The 32-year-old Christchurch mother of three children, aged four, two, and five weeks, started trialling Kids School Lunches at the beginning of the year, and is gearing up to expand the business.
"I was looking around for something to do. It's good having children but it's quite nice having something else to do," she said.
So she set up an online school lunch delivery business, www.kidslunches.co.nz, after seeing a gap in the market to provide healthy lunches.
There was never a perfect time to do anything, and setting up the business when she was pregnant gave her something else to think about, Griffin said.
The service was aimed at working parents who struggled to find the time to make a completely healthy lunch every day.
"It's one less thing they have to worry about at night or in the morning."
Parents can order and pay for the lunches online and for $5.80 they get to choose four different foods, including salads, rolls, sandwiches, pizza, sushi, fresh fruit and sweet treats such as banana cake and cookies.

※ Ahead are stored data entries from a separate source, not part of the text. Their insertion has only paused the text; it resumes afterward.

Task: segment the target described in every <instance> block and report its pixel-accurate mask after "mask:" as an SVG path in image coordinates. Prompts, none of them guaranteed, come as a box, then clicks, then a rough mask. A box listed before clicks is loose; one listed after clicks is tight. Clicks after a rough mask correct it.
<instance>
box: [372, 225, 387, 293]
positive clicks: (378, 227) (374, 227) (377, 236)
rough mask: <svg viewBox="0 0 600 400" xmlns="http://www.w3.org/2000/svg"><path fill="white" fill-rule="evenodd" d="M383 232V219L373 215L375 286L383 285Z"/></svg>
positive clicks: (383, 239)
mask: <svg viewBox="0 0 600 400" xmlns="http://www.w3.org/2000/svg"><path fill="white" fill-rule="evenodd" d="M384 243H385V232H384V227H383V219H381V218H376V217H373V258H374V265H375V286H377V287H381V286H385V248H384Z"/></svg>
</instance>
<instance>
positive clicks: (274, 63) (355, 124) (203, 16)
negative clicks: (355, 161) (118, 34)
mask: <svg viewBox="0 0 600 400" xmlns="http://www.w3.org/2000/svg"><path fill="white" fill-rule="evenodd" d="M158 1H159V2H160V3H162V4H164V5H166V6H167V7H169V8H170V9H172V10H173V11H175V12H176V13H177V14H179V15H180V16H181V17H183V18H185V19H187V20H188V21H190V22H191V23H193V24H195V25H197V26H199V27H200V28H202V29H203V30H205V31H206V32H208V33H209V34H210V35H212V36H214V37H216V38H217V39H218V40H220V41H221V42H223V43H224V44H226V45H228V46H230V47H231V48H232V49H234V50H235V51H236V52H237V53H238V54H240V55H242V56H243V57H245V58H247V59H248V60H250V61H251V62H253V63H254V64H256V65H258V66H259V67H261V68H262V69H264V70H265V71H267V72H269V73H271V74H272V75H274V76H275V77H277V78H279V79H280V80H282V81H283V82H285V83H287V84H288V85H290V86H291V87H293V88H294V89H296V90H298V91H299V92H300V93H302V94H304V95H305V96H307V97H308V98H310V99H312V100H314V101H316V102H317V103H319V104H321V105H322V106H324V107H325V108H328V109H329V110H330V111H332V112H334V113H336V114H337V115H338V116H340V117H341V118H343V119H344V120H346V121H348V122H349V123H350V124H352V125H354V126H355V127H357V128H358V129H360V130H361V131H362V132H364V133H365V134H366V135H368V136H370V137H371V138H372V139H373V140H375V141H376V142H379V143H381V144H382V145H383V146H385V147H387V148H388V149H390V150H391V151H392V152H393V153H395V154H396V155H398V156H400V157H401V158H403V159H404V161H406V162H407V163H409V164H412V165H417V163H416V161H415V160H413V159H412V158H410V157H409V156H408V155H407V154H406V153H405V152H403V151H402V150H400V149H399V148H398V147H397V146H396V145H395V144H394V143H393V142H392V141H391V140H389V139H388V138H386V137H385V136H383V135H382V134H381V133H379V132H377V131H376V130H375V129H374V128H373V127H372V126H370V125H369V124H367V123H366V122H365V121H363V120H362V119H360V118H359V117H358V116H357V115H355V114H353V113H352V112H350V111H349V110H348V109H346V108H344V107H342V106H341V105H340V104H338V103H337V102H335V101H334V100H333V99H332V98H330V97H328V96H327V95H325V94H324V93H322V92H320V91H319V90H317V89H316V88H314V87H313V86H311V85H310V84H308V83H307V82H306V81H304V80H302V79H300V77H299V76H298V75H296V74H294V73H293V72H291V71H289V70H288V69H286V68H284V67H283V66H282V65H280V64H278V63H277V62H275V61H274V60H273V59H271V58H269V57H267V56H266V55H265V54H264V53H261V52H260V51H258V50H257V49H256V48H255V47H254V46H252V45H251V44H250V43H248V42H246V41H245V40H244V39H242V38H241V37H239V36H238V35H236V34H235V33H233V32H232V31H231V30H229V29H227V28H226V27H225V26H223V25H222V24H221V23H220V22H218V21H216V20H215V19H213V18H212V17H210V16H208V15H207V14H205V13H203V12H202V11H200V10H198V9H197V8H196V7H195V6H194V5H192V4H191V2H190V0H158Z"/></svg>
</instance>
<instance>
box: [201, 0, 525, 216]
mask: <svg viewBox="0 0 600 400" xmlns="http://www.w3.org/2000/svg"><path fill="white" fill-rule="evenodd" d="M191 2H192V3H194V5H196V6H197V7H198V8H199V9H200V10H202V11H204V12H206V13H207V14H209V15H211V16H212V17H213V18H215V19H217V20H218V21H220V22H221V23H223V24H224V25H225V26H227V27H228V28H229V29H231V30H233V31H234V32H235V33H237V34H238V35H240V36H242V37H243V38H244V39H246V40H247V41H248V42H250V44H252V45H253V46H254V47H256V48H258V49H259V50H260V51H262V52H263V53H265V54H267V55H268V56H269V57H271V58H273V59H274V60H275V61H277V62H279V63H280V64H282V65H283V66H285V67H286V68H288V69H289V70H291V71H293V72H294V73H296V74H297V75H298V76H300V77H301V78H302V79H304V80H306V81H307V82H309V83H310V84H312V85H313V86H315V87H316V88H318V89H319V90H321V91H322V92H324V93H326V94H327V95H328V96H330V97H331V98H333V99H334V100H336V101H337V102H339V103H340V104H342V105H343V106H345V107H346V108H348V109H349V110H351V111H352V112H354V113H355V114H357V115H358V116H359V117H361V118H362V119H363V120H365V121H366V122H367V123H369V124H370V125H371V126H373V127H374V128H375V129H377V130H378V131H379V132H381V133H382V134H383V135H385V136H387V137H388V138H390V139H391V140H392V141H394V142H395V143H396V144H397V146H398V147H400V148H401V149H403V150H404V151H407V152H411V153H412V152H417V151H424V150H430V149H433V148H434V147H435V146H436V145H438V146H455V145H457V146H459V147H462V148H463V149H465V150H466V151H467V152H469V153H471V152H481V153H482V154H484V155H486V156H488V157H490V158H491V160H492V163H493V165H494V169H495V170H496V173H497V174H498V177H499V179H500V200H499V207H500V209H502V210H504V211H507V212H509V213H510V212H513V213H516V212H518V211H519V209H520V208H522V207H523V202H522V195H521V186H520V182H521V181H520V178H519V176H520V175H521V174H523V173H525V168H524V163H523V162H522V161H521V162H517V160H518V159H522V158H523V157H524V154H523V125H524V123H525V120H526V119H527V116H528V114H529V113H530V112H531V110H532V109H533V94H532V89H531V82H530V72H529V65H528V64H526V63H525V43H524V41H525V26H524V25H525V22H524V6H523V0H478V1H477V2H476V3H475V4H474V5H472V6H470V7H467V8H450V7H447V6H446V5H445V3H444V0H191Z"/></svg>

Griffin admitted that sales might have been better had she started the business a couple of years earlier, but she still believed there was a need for it now.
"I still thought it was a good idea. I'm happy to keep tracking along until things pick up a bit."
Griffin started with three schools that were close to her Heathcote home, Mount Pleasant, St Marks and St Martins and has since added Freeville.
She was averaging about 20 lunches a day, but would like to build that to 100 lunches and 10 schools. More schools were needed to enable her to make a profit, because she was only just able to cover costs at the existing level.
Griffin started making the lunches and doing the deliveries herself, but as orders grew she enlisted Victoria Food Service to do both.
She has a science degree with a background in marketing and also did a post-graduate diploma in nutrition and constructed the menu herself.
Once Griffin got school support, parents were told about the service through the newsletter.
In the past, many schools relied on parents coming in each day to make food to sell for lunches, but schools were finding it hard to get parents who had the time these days, Griffin said.
Some have Subway once a week, others bring in sushi or have a fundraising sausage sizzle, but Kids School Lunches gave parents an option every day, she said.
The ultimate aim was to expand into Auckland, Wellington and Dunedin.